On deck, Nora sits behind the wheel and Bo in the cockpit. He nods now and then.

“You can go below and lie down a bit, now, Bo,” Nora says and extends his water bottle to him.

He salutes her and goes down to his bunk.

The wind cools my skin when the sun’s first rays reach it.

I observe Nora as she stands with her feet apart on deck at the bucket and wash station. She collects a little water in the bucket, rinses her face and brushes her teeth.

I do the same. For in unknown territory, it is wise to follow the one you instinctively trust.

A gust of wind causes the boat to unexpectedly turn to the right.

I fall headlong to the floor. I try to get up but the boat’s constant movement and my broken body seems to completely hinder my memorised motor skills.

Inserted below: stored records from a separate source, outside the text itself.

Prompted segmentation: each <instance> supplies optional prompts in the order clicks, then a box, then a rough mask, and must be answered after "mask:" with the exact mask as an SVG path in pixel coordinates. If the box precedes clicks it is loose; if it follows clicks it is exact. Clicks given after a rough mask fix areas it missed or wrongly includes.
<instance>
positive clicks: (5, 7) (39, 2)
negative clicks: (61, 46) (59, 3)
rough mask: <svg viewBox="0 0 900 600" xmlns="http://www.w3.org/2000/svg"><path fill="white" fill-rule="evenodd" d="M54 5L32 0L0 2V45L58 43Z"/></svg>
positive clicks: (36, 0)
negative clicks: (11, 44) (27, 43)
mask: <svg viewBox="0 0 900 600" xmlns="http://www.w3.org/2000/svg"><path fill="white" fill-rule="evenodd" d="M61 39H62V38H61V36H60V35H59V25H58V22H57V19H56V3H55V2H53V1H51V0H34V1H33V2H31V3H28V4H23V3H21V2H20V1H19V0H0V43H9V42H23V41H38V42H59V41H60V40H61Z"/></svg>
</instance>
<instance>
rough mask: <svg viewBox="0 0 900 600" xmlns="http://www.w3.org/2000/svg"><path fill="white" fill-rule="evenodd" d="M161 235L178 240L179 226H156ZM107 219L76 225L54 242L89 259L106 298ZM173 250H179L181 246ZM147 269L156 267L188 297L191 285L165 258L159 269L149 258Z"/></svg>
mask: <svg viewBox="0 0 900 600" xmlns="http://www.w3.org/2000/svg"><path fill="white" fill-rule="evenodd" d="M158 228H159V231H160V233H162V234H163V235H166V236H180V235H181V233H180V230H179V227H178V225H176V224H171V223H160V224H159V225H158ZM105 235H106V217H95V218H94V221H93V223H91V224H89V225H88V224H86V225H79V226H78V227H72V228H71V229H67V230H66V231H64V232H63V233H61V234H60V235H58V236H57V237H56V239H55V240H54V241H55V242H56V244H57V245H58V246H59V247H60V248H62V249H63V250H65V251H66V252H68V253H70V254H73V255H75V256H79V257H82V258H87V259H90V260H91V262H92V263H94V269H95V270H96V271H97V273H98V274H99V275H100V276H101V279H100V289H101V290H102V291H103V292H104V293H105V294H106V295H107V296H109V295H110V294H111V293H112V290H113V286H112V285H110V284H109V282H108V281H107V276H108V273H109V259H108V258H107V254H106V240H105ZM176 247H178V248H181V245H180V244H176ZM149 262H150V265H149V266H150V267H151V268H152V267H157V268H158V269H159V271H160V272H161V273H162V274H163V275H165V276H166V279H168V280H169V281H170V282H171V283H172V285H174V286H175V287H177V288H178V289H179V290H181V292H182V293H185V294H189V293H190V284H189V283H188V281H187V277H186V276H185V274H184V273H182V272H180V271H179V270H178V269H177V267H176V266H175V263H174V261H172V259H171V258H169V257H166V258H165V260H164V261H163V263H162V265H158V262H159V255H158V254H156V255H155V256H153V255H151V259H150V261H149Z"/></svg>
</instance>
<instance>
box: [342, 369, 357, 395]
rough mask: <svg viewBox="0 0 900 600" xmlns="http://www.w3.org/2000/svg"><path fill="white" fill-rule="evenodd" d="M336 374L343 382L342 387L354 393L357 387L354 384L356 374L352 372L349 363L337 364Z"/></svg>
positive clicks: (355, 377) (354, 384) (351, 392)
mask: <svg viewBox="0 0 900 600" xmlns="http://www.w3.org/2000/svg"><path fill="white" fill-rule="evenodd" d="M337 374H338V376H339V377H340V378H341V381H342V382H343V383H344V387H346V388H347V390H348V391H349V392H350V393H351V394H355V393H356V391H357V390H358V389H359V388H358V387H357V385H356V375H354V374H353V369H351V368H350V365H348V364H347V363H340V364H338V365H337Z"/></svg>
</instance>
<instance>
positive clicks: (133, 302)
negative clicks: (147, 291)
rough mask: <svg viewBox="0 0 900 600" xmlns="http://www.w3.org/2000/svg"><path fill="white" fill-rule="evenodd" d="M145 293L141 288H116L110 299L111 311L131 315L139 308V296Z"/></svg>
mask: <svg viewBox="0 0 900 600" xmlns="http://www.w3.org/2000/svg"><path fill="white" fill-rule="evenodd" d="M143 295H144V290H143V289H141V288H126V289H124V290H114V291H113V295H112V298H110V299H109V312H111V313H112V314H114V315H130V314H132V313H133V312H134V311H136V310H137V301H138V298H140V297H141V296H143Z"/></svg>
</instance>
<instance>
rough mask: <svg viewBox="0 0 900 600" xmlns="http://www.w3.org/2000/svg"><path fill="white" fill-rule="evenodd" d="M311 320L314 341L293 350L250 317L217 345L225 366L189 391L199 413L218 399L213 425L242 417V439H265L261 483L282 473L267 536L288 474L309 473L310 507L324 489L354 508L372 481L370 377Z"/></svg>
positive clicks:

My body is blank, zeroed. Injured and in need of stability, recuperation and rest.

Instead I stagger on and try to get my balance. I attempt to find some way that works for this invalided body upon a rocking vessel. A way that manages this challenge that life has placed in my path.

It doesn’t take long before my mind takes over the pain I feel in my body.

A fury grows within me. It is directed toward Janek who brought me on this swaying boat in my condition.

He ought to have known better. It ought to be his responsibility as captain to deny people with unhealed broken bones to travel with him on his unsteady vessel. And this is just the beginning of the week… but a few days is something I should manage… and then we’ll be on land again.

Dry land. Firm and stable. Not gangling, fragile and unstable on a huge open sea where the tiniest wave or puff of wind can make this floating form rock, sway, roll violently to right and left or perhaps even capsize, sink…

I ought to be able to manage a week. If it doesn’t take longer or become worse. I think if a storm blows up we need to wear our harnesses as Janek showed us, so we don’t fall overboard…

My anxious thoughts colour my response when Janek calls my name.

“Are you alright?”

He raises his cap and looks at me from behind black sunglasses.

“Yes, I’m alright. My body is in a lot of pain just now since I’ve fallen a few times, but I will soon learn to find my boat balance.”

I try to smile, to please, to not be any trouble to anyone.

“You’ll get used to it. You’ll manage.”

He pats my head and indicates with his hand that I should sit on the bench in front of the wheel he stands behind.

I continue to not find any trust in his well-meant words.

“If it takes a week, we ought to arrive in five days…”

He interrupts with, “I can teach you some knots before breakfast, if you’d like, or is there something else you’d like to learn or to know?”

“I feel the most important thing I need to learn is how to be able to move on the boat without too much pain. The boat’s constant rocking and sudden movements are, just now, the greatest ordeal for me.”

He nods and says quietly he’s going below to record our position in the log.

I defy the pain and stretch my slouched spine.

The bow moves up and down, following the soft wind.

Something appeals to me, catches my attention. I stretch myself a bit more.

Furthest forward there seems to be a little place to sit. In my haste, I get up a bit too quickly, sit again and breathe through the pain with my left hand on the right side of my upper body.

Try once again and bring myself to my feet slowly.

I make it halfway to the bow before I fall again. I remain lying.

An inner cursing rant. An outer purple-red bruise on my left arm.

Trying to raise a body that feels entirely non-raise able. With faltering steps I force myself to start again from the beginning.

To forget everything, I learned once upon a time long ago, to relearn it all again.

I exhale when my body lands on the little boards in the railing furthest forward in the bow.

My feet dangle and I laugh when the saltwater tickles my feet in the wave’s valley.

The sea is beneath me, around me. It embraces me and rocks me safely. Its enormous energy quivers in every little cell.

The wind blows warm in my face.

It blows away all the worry I recently felt inundated with.

My body is still in pain but an acceptancy now exists. This acceptancy makes the pain feel bearable, nearly trivial.

Perhaps I won’t get used to it, nor find a way that works for my condition here on the boat. I don’t know that yet. But what I do know is that I have found a place I want to be.

A place I’ve been seeking for a long time.

A place where it feels permitted to simply be.